A new jacket is the Alpe Cross, a top-of-the-line mountain biking jacket that includes scrub guards on the shoulders and stretch panel optimized for use with a hydration pack. The jacket's sternum pocket also is positioned not to interfere with hydration pack sternum straps. It has an under-helmet hood and a drop tail that can be tucked up with button snaps. The jacket is part of Gore's fall-winter 2012 line and will retail for $279.

Stan's makes some running changes, shows OE rim

Wednesday June 20 2012 6:04 PM MT—Stan's NoTubes is continuing to tweak its line of tubeless rims and wheels, with some running changes to several rim designs and a new OE rim.

The company is adding some material to its Alpha 340 road rim to handle increased spoke tension necessary with tubeless road tires. The tubeless tires' stretchproof beads slacken spoke tension when inflated, so wheels, especially rear wheels, need to be built tighter. Additional material at the spoke bed added about 15 grams to the rims.

Stan's also is offering a stiffer, stronger road rim, the Alpha 400, which has extra webbing inside the extrusion to add stiffness. The rims will be available in three wheel versions.

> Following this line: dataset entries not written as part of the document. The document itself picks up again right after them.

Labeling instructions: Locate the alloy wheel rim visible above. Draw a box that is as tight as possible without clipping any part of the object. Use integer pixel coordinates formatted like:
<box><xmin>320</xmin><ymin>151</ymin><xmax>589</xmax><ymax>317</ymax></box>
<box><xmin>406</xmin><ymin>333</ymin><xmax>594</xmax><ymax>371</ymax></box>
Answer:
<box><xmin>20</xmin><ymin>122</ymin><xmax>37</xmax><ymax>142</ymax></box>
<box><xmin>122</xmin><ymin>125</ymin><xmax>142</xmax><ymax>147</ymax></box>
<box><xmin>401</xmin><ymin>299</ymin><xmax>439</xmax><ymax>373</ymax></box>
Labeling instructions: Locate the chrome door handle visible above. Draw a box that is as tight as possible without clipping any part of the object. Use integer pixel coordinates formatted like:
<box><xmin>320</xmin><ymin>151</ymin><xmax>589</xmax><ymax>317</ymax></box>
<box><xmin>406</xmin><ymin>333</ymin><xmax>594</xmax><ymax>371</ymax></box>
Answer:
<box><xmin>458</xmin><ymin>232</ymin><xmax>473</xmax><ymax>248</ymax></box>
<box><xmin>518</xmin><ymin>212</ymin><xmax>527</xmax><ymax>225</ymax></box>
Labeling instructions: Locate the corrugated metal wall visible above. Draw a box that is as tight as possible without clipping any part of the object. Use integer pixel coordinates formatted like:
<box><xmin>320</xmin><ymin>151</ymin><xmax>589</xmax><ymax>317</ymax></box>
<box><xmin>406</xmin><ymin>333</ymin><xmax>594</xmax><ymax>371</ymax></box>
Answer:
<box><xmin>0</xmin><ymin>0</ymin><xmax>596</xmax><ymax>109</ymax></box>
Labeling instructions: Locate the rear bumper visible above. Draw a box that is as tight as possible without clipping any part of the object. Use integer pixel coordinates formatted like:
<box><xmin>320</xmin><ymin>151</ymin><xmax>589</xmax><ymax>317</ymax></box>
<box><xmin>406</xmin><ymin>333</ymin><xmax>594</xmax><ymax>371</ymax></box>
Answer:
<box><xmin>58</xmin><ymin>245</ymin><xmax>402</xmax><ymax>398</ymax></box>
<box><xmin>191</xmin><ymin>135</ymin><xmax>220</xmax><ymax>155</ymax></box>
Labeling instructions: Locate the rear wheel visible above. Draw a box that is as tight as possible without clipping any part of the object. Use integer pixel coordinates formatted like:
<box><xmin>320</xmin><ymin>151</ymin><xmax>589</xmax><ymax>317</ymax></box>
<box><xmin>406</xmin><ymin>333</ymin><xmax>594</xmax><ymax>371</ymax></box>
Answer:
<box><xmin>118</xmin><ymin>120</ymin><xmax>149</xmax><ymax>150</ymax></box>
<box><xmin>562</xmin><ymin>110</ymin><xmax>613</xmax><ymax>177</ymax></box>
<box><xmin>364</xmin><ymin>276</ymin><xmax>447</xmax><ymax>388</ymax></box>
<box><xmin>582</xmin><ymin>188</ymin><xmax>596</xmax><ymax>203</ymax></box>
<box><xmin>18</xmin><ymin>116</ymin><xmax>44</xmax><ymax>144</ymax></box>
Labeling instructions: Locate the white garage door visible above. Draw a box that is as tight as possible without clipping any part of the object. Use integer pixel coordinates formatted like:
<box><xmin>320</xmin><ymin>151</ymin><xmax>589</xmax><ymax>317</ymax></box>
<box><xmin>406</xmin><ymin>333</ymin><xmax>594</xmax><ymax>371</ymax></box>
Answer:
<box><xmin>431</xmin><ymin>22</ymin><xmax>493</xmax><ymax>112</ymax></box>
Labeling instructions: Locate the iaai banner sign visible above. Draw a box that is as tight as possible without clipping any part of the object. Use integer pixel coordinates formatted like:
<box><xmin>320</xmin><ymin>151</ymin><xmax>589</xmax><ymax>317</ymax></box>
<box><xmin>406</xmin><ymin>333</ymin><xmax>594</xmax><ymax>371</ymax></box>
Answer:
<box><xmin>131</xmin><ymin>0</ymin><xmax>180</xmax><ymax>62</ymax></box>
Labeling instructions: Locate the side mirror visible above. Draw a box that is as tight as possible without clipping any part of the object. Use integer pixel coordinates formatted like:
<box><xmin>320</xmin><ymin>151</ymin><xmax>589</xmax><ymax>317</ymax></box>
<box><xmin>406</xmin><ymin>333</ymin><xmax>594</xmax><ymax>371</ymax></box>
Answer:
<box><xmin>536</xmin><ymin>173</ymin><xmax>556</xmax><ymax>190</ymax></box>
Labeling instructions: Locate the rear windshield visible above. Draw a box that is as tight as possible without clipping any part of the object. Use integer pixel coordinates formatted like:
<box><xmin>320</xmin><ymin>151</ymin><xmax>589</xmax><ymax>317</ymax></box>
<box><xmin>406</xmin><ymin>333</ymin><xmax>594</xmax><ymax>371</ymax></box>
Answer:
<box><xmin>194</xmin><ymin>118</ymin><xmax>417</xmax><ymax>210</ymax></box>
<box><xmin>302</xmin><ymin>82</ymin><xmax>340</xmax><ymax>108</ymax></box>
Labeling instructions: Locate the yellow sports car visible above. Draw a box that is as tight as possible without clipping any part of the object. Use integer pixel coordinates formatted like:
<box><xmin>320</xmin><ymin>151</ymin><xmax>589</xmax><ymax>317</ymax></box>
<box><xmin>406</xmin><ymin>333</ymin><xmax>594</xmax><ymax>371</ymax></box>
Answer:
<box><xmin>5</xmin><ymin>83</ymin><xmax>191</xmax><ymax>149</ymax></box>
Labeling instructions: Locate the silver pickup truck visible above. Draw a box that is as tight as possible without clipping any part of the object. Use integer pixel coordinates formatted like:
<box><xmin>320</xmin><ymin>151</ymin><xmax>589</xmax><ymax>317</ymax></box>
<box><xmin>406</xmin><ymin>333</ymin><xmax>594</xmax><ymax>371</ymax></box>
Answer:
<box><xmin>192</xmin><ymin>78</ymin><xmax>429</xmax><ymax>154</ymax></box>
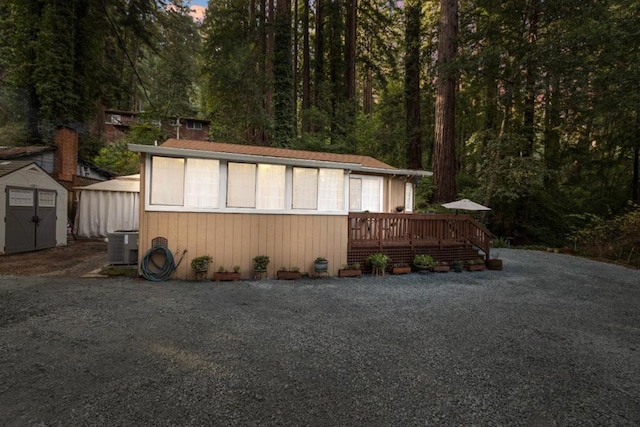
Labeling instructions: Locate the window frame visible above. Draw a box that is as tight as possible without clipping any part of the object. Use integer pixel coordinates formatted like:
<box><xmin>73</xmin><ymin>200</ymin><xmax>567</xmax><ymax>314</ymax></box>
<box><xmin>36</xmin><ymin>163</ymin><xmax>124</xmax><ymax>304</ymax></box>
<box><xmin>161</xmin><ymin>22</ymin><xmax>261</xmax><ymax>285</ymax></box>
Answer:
<box><xmin>144</xmin><ymin>154</ymin><xmax>352</xmax><ymax>215</ymax></box>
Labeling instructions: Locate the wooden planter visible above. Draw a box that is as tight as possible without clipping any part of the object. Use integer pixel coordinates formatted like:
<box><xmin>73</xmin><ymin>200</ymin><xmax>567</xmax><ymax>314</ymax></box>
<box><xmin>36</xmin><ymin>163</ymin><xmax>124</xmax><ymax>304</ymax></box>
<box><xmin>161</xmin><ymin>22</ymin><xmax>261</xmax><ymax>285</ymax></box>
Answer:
<box><xmin>487</xmin><ymin>259</ymin><xmax>502</xmax><ymax>270</ymax></box>
<box><xmin>467</xmin><ymin>264</ymin><xmax>486</xmax><ymax>271</ymax></box>
<box><xmin>277</xmin><ymin>271</ymin><xmax>302</xmax><ymax>280</ymax></box>
<box><xmin>433</xmin><ymin>265</ymin><xmax>451</xmax><ymax>273</ymax></box>
<box><xmin>391</xmin><ymin>265</ymin><xmax>411</xmax><ymax>274</ymax></box>
<box><xmin>338</xmin><ymin>268</ymin><xmax>362</xmax><ymax>277</ymax></box>
<box><xmin>213</xmin><ymin>271</ymin><xmax>240</xmax><ymax>282</ymax></box>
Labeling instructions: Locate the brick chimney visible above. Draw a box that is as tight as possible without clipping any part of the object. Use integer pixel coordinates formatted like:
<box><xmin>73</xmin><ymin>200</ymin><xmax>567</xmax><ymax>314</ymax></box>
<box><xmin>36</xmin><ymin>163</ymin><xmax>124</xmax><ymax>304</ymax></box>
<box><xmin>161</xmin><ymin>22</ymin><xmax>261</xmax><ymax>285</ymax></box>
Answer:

Stan's also offers new disc brake wheels for road and cyclocross use. The road wheel is built with the Alpha 340 rim (but without a machined brake track). The IronCross wheel is intended for 'cross bikes with discs, with a rim profile that works better with 'cross tires. The IronCross is named for a popular Pennsylvania race and the wheels will retail for $550.

On the mountain bike side, Stan's new Flow EX rim is an updated version of the Flow rims, now wider and shorter for use in downhill racing.



The ZTR Rapid rim is intended for original equipment makers. It's the first Stan's rim with spoke eyelets, which the company said are needed for use with wheelbuilding machines.

Stan's sells to about 2,500 dealers directly and many more through its distributors, which include QBP. Its consumer direct sales have been declining steadily in recent years as retailers have accepted the company's tubeless designs. Direct sales now account for less than 10 percent of Stan's sales.